The truth may not be quite that bad yet, but there are problems that the country's labour market has to face, not all of which can be overcome with the magic wand of government spending and some of which can only be solved through long years of experience.
Unemployment is just under 20%. Bratislava has 7% unemployment, regions like Prešov nearly 30%. The obvious solution - move unemployed people from Prešov to Bratislava. The reality is unfortunately different.
Practices that have been the foundation for successful economies, such as temporary work contracts, are simply failing to catch on, a problem rooted in the lack of mobility in the labour force. High rent and transport costs leave the chances of successful moves from jobless regions to Bratislava low. The lack of deregulation in the housing market has fuelled this employment disaster.
The situation is unlikely to change soon in the housing market, as is the regional disparity of unemployment.
School and labour reforms promise to bring much to a workforce that is still both behind the West and its regional neighbours. While employees will have more rights, and corporate policies will move towards those in the European Union, university students can also look forward to standards and opportunities in education that are on a par with the West. Executive search firms say that the youth of Slovakia is among the most willing to learn, and lauded Slovaks' capacity for self-betterment.
This same youth is the most valuable human resource that the country has.
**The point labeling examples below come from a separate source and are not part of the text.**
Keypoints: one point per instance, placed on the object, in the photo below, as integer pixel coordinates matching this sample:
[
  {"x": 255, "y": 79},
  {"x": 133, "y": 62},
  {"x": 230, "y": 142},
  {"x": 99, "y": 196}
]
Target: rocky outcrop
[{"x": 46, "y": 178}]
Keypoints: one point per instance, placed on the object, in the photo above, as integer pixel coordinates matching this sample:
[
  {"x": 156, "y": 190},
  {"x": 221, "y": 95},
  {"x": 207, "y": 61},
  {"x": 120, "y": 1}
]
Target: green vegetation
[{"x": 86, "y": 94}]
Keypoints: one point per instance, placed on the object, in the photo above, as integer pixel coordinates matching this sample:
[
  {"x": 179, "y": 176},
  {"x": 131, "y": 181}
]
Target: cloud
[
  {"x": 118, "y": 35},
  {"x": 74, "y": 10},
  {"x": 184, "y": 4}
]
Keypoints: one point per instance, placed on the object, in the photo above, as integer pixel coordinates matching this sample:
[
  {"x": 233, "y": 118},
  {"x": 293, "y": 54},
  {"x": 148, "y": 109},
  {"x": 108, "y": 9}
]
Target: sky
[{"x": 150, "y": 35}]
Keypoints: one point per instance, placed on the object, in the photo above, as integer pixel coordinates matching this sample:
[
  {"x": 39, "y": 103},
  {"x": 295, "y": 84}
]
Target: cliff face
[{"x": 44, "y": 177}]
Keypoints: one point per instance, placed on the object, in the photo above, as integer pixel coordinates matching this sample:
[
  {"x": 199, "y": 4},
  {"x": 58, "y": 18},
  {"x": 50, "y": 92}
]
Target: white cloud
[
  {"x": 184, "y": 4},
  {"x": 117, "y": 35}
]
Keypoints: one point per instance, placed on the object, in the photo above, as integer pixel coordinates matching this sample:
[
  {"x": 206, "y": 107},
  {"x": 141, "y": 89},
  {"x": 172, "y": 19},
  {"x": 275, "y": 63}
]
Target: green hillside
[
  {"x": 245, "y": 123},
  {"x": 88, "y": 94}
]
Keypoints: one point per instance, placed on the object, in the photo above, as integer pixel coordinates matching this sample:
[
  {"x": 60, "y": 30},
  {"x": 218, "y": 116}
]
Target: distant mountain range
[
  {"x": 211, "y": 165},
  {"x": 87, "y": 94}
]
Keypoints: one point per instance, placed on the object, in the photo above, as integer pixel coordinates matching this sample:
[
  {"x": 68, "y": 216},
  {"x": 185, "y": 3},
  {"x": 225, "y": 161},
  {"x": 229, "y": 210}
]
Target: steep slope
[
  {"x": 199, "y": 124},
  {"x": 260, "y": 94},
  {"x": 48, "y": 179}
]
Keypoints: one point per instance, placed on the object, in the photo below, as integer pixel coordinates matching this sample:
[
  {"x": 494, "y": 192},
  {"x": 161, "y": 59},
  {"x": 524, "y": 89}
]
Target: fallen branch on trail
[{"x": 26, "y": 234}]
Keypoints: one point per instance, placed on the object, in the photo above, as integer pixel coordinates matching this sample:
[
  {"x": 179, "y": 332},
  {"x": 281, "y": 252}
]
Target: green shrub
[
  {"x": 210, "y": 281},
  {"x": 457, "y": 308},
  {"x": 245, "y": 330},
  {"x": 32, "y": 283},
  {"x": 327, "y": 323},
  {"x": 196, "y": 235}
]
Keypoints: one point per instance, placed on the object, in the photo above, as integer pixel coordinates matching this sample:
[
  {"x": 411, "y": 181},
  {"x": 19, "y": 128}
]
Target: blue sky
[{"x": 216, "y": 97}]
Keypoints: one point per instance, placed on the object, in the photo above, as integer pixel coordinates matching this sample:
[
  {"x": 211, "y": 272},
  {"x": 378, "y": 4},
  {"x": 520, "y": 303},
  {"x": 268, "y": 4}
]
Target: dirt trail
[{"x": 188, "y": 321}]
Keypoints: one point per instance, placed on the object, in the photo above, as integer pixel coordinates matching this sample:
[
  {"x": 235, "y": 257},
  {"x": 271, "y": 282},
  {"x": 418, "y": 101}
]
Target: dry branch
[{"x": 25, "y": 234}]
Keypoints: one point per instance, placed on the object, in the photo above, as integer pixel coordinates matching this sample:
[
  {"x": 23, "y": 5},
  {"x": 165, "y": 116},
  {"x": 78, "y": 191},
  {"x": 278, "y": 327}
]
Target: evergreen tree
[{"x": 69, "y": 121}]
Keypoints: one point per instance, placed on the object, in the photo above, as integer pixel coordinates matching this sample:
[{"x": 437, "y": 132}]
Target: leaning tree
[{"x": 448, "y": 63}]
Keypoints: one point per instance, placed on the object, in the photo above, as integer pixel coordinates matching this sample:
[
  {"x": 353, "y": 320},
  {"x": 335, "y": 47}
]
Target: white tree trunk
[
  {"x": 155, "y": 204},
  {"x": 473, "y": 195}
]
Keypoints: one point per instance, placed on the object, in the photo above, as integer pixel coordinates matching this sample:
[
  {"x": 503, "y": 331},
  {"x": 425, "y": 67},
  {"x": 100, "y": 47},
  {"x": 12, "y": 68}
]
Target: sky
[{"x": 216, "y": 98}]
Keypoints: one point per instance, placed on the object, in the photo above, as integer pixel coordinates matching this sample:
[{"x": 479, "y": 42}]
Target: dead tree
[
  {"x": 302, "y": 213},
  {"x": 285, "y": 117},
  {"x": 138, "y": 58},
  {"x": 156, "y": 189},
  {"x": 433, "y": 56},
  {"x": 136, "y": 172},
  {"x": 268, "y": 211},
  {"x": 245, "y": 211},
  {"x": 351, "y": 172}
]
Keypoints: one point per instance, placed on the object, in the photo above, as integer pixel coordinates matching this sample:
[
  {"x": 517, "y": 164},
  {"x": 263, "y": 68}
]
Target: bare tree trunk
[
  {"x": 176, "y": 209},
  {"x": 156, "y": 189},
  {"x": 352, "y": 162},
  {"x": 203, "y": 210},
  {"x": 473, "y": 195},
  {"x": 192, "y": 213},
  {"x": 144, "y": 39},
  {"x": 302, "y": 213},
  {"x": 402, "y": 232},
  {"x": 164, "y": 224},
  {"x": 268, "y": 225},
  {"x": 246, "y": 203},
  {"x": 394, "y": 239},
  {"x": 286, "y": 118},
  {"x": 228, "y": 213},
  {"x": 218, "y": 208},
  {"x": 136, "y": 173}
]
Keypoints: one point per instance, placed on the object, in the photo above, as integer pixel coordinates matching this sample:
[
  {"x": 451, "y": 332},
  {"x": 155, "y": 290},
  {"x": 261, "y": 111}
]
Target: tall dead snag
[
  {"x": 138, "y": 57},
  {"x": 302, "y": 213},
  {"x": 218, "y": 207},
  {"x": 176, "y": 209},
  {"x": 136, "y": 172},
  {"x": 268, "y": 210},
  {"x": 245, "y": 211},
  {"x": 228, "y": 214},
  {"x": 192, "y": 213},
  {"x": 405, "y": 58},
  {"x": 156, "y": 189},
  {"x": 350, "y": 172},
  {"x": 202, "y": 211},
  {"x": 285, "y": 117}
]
But both the corporate sector and the government must tread carefully if they are not to lose the one thing that holds the key to the economic future of a nation - in Slovakia's case, one whose workforce in less than five years could come face to face with the reality of competing with more western workers for jobs.
The decade-long trickle of people across the border has given the country a foretaste of what is to come. The simple choice between not having enough money to pay the rent and leaving for foreign climes where the rewards for hard-earned skills are not just seen on a bank account balance has been enough to see 10,000 of the brightest and best jump ship and contribute to another country's economy.
Doctors, nurses, dentists, health-care workers, still find themselves barely managing to make ends meet. The government holds its hands up and says that the crumbling welfare system prohibits higher payments. But there is only so much dedication one can have to one's job when the monthly wage is only half the national average, and when parliamentary deputies haul in somewhere in the region of 30,000 crowns per month and parliament is often nearly empty at sessions.
Domestic companies have played a guilty role too. The relationship between employer and employee often does not reflect each employee's worth. Wages are still low for the very people who have the language and learning abilities that foreign firms are prepared to reward with higher salaries. The international companies that offer a job to a Slovak realise the importance of the investment they are making - that the person is Slovak now, but potentially international next year. Domestic firms remain reluctant, to accept that a skill is worth investing in, skimping on salaries rather than giving incentives to top employees to stay.
The rot will have to stop. Political changes may be behind an improvement in the 'brain drain', but economics are behind the fact that there is still a significant number of people leaving.
If the cream of the crop is to stay, a collective effort on the part of both government and business will be needed. The consequences for the economy are obvious: no future, no hope, no opportunity.